26 novembre 2009 - 1 réactions
«Ni le vent ni la pluie, rien n'arrête les alcooliques du vendredi soir!». Tel est l'adage de certains jeunes Vannetais improvisant des apéros sur l'esplanade du port de plaisance de la ville-préfecture du Morbihan. Avec la «défonce» pour principal objectif, bien qu'il soit interdit de consommer de l'alcool sur la voie publique depuis 1995, via un arrêté municipal reconduit à moult reprises. À l'origine, le but était de contrer les mauvaises habitudes des sans-abri. Le jeudi soir, c'est le moment des étudiants, au nombre de 6.500 pour 58.000habitants. Leur lieu de prédilection: le quartier Saint-Patern, à la sortie de sa dizaine de bars. Le lendemain, sur le port donc, la soirée attire plus les lycéens, dès 14 ans, enclins à évacuer «le stress de la semaine». C'est eux qui le disent. Ils s'y donnent rendez-vous grâce au réseau social Facebook.

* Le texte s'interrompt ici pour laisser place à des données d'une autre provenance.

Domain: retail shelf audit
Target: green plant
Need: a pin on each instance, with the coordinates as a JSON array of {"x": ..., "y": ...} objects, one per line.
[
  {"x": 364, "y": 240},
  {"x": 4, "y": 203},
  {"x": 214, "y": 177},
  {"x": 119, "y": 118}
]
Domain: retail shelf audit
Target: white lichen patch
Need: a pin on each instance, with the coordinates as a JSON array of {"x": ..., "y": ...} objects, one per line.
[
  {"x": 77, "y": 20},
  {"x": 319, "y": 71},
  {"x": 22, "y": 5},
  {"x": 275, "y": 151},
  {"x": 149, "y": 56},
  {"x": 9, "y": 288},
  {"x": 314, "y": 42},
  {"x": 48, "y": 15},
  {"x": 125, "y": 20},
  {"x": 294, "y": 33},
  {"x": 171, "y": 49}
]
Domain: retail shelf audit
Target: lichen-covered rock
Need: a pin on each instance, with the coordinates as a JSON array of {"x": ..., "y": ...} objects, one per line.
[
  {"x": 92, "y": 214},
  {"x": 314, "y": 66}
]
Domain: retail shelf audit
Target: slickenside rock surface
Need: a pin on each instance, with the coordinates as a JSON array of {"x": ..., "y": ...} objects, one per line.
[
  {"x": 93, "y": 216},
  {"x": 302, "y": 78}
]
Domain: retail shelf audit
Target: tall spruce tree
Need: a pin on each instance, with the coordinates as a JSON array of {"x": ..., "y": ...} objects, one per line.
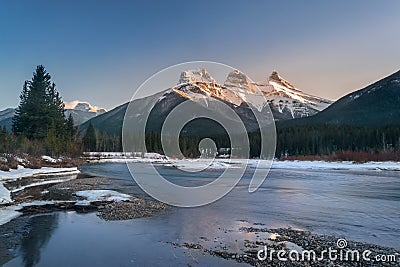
[
  {"x": 41, "y": 110},
  {"x": 89, "y": 139},
  {"x": 70, "y": 128}
]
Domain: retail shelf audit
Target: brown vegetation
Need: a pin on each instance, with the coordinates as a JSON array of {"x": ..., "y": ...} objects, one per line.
[{"x": 355, "y": 156}]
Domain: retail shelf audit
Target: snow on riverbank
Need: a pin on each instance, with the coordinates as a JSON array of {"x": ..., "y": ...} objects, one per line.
[
  {"x": 222, "y": 163},
  {"x": 21, "y": 172},
  {"x": 9, "y": 213},
  {"x": 101, "y": 195}
]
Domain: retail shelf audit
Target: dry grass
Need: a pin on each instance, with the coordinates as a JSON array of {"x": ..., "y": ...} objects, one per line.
[{"x": 355, "y": 156}]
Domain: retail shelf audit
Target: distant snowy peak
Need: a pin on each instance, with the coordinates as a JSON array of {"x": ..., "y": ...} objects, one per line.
[
  {"x": 193, "y": 76},
  {"x": 237, "y": 79},
  {"x": 274, "y": 77},
  {"x": 83, "y": 106},
  {"x": 284, "y": 99}
]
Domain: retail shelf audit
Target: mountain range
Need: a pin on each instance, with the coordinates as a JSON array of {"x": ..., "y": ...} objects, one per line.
[
  {"x": 80, "y": 111},
  {"x": 238, "y": 91},
  {"x": 375, "y": 105}
]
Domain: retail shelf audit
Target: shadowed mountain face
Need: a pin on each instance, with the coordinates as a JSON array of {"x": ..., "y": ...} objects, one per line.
[
  {"x": 80, "y": 111},
  {"x": 278, "y": 96},
  {"x": 375, "y": 105}
]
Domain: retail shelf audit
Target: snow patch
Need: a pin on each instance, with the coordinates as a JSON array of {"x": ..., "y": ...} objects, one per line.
[
  {"x": 101, "y": 195},
  {"x": 8, "y": 213}
]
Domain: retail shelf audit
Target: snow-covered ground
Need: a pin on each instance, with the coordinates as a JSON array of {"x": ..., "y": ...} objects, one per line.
[
  {"x": 21, "y": 172},
  {"x": 100, "y": 195},
  {"x": 221, "y": 163}
]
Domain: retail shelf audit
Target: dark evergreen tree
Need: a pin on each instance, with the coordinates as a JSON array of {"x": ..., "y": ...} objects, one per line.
[
  {"x": 40, "y": 108},
  {"x": 70, "y": 128},
  {"x": 89, "y": 139}
]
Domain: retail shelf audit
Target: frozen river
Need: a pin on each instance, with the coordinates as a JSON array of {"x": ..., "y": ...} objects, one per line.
[{"x": 361, "y": 205}]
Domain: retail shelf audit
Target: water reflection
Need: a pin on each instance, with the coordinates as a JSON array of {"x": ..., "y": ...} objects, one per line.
[{"x": 41, "y": 228}]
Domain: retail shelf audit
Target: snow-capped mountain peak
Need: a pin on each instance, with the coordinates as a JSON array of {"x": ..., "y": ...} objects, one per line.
[
  {"x": 274, "y": 77},
  {"x": 83, "y": 106},
  {"x": 237, "y": 79},
  {"x": 285, "y": 100}
]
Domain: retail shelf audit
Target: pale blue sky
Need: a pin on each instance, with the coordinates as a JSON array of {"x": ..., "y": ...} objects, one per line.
[{"x": 101, "y": 51}]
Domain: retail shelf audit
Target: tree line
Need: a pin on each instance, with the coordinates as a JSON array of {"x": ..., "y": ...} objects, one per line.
[{"x": 40, "y": 127}]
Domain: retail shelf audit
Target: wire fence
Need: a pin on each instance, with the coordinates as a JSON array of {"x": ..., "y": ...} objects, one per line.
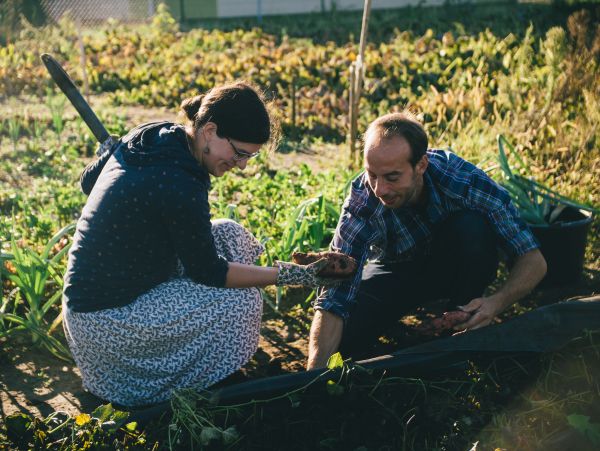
[
  {"x": 94, "y": 12},
  {"x": 85, "y": 13}
]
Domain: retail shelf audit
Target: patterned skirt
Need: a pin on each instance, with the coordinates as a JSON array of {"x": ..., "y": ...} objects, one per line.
[{"x": 179, "y": 334}]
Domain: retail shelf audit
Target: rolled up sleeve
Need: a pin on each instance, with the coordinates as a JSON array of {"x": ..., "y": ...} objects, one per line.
[{"x": 353, "y": 237}]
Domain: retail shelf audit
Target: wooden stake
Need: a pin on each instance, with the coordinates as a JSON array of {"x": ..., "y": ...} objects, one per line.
[
  {"x": 356, "y": 85},
  {"x": 82, "y": 62},
  {"x": 351, "y": 113}
]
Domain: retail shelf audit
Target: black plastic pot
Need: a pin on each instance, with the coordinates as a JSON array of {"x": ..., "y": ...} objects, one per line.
[{"x": 563, "y": 245}]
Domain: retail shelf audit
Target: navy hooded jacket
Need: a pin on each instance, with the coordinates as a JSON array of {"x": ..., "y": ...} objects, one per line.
[{"x": 148, "y": 207}]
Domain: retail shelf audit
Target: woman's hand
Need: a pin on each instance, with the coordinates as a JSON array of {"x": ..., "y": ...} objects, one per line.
[{"x": 307, "y": 275}]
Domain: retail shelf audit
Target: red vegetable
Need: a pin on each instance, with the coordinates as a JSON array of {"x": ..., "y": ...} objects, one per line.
[{"x": 446, "y": 322}]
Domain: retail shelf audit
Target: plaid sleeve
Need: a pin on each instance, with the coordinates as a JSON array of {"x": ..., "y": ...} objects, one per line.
[
  {"x": 487, "y": 196},
  {"x": 353, "y": 236}
]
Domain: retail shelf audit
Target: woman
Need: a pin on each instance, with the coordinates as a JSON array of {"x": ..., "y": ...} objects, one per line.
[{"x": 156, "y": 296}]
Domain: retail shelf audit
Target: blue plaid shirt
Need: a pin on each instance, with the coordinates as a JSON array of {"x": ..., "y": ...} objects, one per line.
[{"x": 367, "y": 230}]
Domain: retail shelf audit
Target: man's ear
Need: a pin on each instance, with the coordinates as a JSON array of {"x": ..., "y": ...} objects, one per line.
[{"x": 422, "y": 165}]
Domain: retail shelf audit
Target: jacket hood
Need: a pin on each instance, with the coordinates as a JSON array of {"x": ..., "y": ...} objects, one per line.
[{"x": 152, "y": 144}]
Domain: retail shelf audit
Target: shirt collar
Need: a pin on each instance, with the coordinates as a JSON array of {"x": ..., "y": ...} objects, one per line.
[{"x": 433, "y": 209}]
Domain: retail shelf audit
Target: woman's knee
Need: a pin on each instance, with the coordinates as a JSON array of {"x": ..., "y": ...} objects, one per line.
[{"x": 235, "y": 242}]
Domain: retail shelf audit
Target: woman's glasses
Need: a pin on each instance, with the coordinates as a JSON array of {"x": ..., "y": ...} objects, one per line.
[{"x": 240, "y": 155}]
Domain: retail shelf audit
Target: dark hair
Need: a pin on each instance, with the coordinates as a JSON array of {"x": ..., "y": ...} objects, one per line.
[
  {"x": 238, "y": 110},
  {"x": 406, "y": 125}
]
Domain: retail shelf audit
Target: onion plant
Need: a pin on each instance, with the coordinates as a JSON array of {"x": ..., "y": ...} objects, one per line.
[
  {"x": 28, "y": 307},
  {"x": 305, "y": 230},
  {"x": 537, "y": 203}
]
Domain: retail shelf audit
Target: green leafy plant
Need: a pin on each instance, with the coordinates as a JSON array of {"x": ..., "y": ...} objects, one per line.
[
  {"x": 56, "y": 105},
  {"x": 28, "y": 306},
  {"x": 582, "y": 424},
  {"x": 537, "y": 203}
]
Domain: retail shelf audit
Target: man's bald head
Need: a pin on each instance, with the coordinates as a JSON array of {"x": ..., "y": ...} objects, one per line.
[{"x": 404, "y": 125}]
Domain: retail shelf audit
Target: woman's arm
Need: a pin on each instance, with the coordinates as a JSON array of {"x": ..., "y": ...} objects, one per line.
[{"x": 240, "y": 275}]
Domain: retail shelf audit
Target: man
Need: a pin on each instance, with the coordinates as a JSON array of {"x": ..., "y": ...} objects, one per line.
[{"x": 430, "y": 225}]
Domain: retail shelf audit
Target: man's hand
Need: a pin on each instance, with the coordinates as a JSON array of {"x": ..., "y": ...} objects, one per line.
[
  {"x": 483, "y": 311},
  {"x": 525, "y": 274}
]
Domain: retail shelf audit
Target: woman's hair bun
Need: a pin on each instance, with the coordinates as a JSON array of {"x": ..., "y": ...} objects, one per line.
[{"x": 191, "y": 106}]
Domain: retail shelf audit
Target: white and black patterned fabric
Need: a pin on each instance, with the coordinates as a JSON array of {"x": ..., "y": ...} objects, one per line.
[{"x": 179, "y": 334}]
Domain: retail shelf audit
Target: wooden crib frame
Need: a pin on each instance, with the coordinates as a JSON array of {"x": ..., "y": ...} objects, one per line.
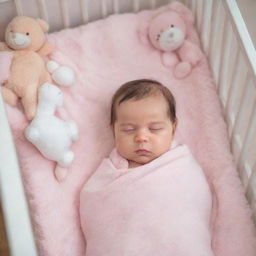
[{"x": 232, "y": 58}]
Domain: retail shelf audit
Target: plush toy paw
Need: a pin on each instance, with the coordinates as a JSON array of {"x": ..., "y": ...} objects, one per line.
[
  {"x": 60, "y": 173},
  {"x": 66, "y": 159},
  {"x": 60, "y": 74},
  {"x": 169, "y": 59},
  {"x": 182, "y": 70},
  {"x": 73, "y": 129}
]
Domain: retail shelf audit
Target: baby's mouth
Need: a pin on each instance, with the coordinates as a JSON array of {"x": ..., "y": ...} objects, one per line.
[{"x": 142, "y": 152}]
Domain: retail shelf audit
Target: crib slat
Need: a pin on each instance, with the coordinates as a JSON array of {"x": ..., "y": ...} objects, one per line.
[
  {"x": 136, "y": 5},
  {"x": 233, "y": 71},
  {"x": 18, "y": 7},
  {"x": 237, "y": 136},
  {"x": 152, "y": 4},
  {"x": 224, "y": 61},
  {"x": 84, "y": 9},
  {"x": 65, "y": 13},
  {"x": 237, "y": 82},
  {"x": 242, "y": 33},
  {"x": 104, "y": 8},
  {"x": 251, "y": 188},
  {"x": 116, "y": 6},
  {"x": 216, "y": 39},
  {"x": 199, "y": 14},
  {"x": 250, "y": 133},
  {"x": 43, "y": 10},
  {"x": 12, "y": 195}
]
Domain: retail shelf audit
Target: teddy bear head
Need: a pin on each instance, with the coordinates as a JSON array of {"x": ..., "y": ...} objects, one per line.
[
  {"x": 167, "y": 28},
  {"x": 167, "y": 31},
  {"x": 25, "y": 33}
]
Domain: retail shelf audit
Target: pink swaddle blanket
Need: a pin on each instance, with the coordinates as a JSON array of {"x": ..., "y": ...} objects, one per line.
[{"x": 161, "y": 208}]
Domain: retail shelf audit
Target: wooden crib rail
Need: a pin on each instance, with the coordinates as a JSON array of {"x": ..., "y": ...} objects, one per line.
[
  {"x": 12, "y": 196},
  {"x": 232, "y": 56}
]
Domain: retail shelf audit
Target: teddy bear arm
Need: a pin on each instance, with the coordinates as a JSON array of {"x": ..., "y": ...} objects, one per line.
[
  {"x": 46, "y": 49},
  {"x": 29, "y": 102},
  {"x": 32, "y": 134},
  {"x": 190, "y": 52},
  {"x": 9, "y": 96}
]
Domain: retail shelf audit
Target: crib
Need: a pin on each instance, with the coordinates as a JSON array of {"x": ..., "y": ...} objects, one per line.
[{"x": 232, "y": 58}]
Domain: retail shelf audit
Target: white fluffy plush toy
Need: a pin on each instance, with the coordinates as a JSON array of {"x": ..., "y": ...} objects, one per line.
[
  {"x": 62, "y": 75},
  {"x": 51, "y": 135}
]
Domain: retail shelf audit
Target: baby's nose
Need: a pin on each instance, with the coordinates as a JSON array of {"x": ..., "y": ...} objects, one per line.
[{"x": 141, "y": 137}]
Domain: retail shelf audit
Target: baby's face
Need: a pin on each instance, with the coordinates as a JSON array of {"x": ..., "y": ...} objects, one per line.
[{"x": 143, "y": 130}]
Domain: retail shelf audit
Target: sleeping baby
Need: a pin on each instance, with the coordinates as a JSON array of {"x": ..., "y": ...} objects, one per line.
[{"x": 150, "y": 197}]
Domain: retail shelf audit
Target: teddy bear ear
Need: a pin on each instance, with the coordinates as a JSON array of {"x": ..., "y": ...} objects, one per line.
[
  {"x": 43, "y": 24},
  {"x": 183, "y": 11}
]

Un jeune, une bouteille...
En juin, jusqu'à 500 fêtards se seraient retrouvés «pour prendre une grosse mine» de fin d'année scolaire. Les doses: un jeune égale une bouteille d'alcool fort, deux pour ceux envisageant de «se mettre vraiment minable». Là , la soirée n'avait pas dégénéré, malgré des échauffourées. Contrairement à celle du vendredi 23octobre. En ce tout début des vacances de la Toussaint, près de 200ados s'étaient rassemblés. Bilan: au moins un plongeon dans l'eau pour un jeune vêtu d'un simple caleçon, des jets de bouteilles de verre sur des bateaux amarrés et même sur des voitures, trois interpellations pour ivresse publique et manifeste... Pour faciliter le travail des policiers, la ville va mettre à leur disposition un médecin généraliste, peut-être avant la fin de cette année. Lors de permanences nocturnes, ce professionnel mènera, directement au sein du commissariat, les examens obligatoires avant tout placement en cellule de dégrisement. Évitant un aller-retour à l'hôpital, aujourd'hui imposé au contrevenant et, de fait, pour les deux, voire trois fonctionnaires l'escortant.
Rondes de surveillance
Des communes de l'agglomération, Saint-Avé et Séné en tête, n'échappent pas au phénomène. Certes, le public concerné diffère un peu: des jeunes adultes déscolarisés et sans emploi, «se chauffant» dans les bourgs ou en périphérie. Les deux municipalités ont fait appel aux services d'une même société de surveillance afin de protéger, lors de plusieurs rondes hebdomadaires, les bâtiments publics détériorés de temps à autre. Ce qui a un coût: de 6.000 à 7.000 EUR l'année.